In the majority opinion of that case, Justice William Brennan wrote: "If the right of privacy means anything, it is the right of the individual, married or single, to be free from unwarranted government intrusion into matters so fundamentally affecting a person as the decision whether to bear or beget a child." In other words, reproduction is none of the government's business. It is, however, the business of the doctors who perform IVF-big business.

According to the American Society of Reproductive Medicine, the average cost of one round of IVF in the United States is $12,400, which health insurance may or may not cover. Retrieving eggs from a woman's ovaries can account for as much as half of the cost-and most of the inconvenience-of IVF. Before egg retrieval, a woman has to take expensive medicine to make her ovaries produce more mature eggs than normal. The drugs can cause side effects like bloating, nausea, diarrhea, and sometimes severe enlargement of the ovaries. Then a doctor retrieves the eggs from the woman's ovary with a small needle, usually while the woman is sedated.

The U.S. success rates for IVF hover around 30 percent, so clinics counsel their patients to prepare for multiple rounds of treatment before conceiving. Almost half of the women who underwent IVF in 2002 had had the treatment before, according to the Centers for Disease Control.
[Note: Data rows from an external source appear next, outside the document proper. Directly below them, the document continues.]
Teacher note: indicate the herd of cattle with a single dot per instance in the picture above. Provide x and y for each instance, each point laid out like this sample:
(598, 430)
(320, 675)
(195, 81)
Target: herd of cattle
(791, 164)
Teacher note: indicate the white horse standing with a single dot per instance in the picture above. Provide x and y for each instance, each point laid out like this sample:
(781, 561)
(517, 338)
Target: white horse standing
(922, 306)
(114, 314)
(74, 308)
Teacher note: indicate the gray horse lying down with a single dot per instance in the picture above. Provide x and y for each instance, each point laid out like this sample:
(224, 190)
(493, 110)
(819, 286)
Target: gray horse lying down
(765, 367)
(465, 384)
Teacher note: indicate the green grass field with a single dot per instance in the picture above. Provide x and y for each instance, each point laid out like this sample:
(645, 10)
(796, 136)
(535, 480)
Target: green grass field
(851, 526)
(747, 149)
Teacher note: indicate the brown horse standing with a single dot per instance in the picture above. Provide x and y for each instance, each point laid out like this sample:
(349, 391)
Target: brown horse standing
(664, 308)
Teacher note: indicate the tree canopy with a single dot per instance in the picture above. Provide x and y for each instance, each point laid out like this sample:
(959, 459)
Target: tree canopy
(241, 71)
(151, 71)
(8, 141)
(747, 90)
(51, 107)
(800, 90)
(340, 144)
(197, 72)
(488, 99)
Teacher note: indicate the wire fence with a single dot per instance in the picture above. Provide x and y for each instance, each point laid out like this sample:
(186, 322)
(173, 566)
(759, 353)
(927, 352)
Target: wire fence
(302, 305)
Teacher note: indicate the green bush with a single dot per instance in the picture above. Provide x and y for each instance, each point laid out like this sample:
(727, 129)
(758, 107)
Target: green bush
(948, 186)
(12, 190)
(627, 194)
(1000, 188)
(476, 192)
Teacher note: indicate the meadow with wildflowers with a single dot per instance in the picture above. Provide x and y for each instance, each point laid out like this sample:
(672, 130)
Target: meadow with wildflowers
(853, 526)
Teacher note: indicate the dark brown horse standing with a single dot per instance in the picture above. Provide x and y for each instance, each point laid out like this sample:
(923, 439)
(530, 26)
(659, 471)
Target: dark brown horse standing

Given those facts, it's easy to see why embryo freezing became so widespread. By retrieving enough eggs for three or four cycles at once, couples could greatly reduce the cost and discomfort of future cycles. Doctors had to fertilize the eggs first because the freezing process typically destroyed unfertilized eggs. Only embryos could survive freezing and thawing.

By the late 1980s, embryo freezing had become an integral part of all assisted reproductive technology, not just IVF. Doctors took for granted that couples like Greg and Kathy May of Irvine, Calif., wanted to freeze their eggs.
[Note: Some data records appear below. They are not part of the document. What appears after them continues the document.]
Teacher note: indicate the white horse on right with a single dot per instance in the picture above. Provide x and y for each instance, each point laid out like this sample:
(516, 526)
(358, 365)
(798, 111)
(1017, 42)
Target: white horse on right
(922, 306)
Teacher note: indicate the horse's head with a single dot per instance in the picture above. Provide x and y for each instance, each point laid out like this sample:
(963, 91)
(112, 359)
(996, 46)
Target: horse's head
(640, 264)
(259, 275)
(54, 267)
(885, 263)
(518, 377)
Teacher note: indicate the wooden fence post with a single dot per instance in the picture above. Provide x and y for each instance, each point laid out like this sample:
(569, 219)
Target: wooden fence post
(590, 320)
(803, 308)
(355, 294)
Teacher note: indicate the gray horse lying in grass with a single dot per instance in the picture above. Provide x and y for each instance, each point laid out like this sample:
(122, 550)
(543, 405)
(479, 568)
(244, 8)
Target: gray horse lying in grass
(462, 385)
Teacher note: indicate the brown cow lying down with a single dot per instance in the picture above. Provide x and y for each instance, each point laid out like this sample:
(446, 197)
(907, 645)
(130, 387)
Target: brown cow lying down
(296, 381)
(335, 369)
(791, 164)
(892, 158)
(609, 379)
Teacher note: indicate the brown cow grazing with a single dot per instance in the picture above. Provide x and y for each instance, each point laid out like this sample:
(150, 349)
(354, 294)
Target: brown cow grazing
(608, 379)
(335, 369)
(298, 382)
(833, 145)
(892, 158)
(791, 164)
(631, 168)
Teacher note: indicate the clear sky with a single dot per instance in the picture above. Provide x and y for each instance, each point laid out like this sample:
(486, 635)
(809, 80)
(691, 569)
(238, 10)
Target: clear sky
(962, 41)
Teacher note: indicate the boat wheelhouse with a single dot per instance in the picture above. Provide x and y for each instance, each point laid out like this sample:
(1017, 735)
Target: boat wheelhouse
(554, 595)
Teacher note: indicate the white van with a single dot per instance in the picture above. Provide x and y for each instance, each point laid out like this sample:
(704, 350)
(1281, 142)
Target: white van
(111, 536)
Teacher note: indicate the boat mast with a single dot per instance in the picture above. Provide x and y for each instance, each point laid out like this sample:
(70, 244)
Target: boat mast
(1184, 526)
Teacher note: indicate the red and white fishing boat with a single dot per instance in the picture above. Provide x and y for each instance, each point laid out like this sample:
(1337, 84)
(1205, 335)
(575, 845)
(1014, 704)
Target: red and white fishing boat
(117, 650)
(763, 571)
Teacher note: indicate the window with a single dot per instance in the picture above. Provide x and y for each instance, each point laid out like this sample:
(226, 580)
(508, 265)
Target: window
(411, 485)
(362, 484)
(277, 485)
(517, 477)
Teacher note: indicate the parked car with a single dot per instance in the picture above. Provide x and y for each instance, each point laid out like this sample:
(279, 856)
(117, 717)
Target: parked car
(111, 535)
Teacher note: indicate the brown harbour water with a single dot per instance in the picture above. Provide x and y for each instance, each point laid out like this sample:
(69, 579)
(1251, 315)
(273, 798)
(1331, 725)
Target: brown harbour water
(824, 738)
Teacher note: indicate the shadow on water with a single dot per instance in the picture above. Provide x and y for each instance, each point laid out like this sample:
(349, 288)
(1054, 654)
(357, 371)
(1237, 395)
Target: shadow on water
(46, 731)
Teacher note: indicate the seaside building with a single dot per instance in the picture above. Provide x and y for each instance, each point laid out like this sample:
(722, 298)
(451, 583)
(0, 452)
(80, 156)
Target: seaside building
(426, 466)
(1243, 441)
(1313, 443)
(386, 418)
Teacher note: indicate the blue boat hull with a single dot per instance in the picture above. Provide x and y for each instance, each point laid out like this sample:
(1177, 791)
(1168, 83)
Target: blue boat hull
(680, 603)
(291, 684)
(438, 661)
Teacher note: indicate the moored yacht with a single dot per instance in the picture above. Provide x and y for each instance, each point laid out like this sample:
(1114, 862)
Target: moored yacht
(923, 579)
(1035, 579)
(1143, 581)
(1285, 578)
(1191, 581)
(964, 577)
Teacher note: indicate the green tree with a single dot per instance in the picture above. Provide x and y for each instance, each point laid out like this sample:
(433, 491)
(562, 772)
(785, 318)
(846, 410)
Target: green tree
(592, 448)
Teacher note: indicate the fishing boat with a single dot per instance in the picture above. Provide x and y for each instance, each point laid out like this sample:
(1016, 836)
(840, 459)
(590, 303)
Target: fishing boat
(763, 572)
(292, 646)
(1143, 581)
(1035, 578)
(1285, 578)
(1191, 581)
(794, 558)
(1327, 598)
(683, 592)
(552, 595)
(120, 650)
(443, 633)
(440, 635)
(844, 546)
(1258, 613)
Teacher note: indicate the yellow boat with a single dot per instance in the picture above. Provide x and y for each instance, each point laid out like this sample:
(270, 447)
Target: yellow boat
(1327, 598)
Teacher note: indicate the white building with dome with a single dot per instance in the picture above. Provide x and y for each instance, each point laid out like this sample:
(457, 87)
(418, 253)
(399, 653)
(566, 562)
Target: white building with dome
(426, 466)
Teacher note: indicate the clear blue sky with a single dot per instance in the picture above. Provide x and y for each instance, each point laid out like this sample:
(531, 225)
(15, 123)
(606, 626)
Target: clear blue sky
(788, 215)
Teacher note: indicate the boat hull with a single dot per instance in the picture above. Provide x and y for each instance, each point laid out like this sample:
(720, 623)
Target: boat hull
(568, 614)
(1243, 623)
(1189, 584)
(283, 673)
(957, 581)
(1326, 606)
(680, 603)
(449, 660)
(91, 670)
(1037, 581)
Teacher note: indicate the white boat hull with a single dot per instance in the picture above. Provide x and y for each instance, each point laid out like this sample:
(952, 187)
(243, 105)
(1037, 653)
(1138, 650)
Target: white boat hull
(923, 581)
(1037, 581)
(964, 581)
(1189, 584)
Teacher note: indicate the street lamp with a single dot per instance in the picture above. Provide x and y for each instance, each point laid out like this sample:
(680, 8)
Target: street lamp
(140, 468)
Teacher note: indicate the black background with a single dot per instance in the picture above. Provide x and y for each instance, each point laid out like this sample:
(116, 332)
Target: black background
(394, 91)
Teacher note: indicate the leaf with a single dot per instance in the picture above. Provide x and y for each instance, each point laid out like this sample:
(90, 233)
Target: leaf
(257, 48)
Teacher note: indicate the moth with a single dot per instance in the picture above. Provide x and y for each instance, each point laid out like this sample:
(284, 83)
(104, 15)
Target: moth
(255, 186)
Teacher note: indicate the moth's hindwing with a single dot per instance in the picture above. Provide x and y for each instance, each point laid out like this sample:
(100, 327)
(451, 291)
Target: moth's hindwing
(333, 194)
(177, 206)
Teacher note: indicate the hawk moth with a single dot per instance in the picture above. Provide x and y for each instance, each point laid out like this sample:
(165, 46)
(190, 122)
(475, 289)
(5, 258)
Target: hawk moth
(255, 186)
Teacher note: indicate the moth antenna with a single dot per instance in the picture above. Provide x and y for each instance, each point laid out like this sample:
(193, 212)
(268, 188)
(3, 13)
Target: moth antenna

After failing to conceive a second child following the birth of their son Bryan in 1987, the Mays chose to undergo gamete intrafallopian transfer (GIFT). GIFT is similar to IVF, but instead of fertilizing the eggs in a dish, the doctors implanted the egg and sperm separately into the fallopian tube. As in IVF, Mrs. May underwent ovarian stimulation and egg retrieval. She and Greg even drove an hour and a half to Mexico to buy the necessary drugs at a lower price.

Doctors harvested nine eggs and implanted four. The other five they fertilized in vitro and froze. Mr. May said he looked at the frozen embryos as a kind of "insurance policy," in case Mrs. May did not get pregnant on the first try.

"That was a lot less expensive than having to go to Mexico," he said. The first attempt succeeded. On Dec. 30, 1992, Mrs. May gave birth to triplets: Melissa, Stephanie, and Doug.

The years following the triplets' births are a blur of excitement in Mrs. May's memory. Keeping up with a grade-schooler and three babies left little time to think about the five leftover embryos frozen at the clinic at Saddleback Memorial Hospital. Once a year, the Mays paid the clinic's storage fee, not yet ready to decide what to do with the embryos. A few years after the triplets' birth, they decided to give them up for adoption.

What the Mays lacked, at least early on, was spiritual guidance. When the Mays first discussed their infertility with their friends from church and Bible study, they received encouragement. "They all said, 'God has given the doctors this wisdom. You should try it . . . God's in total control,'" Mrs. May said. The topic of embryo freezing never came up. The only literature the Mays read before the procedure was provided by the clinic.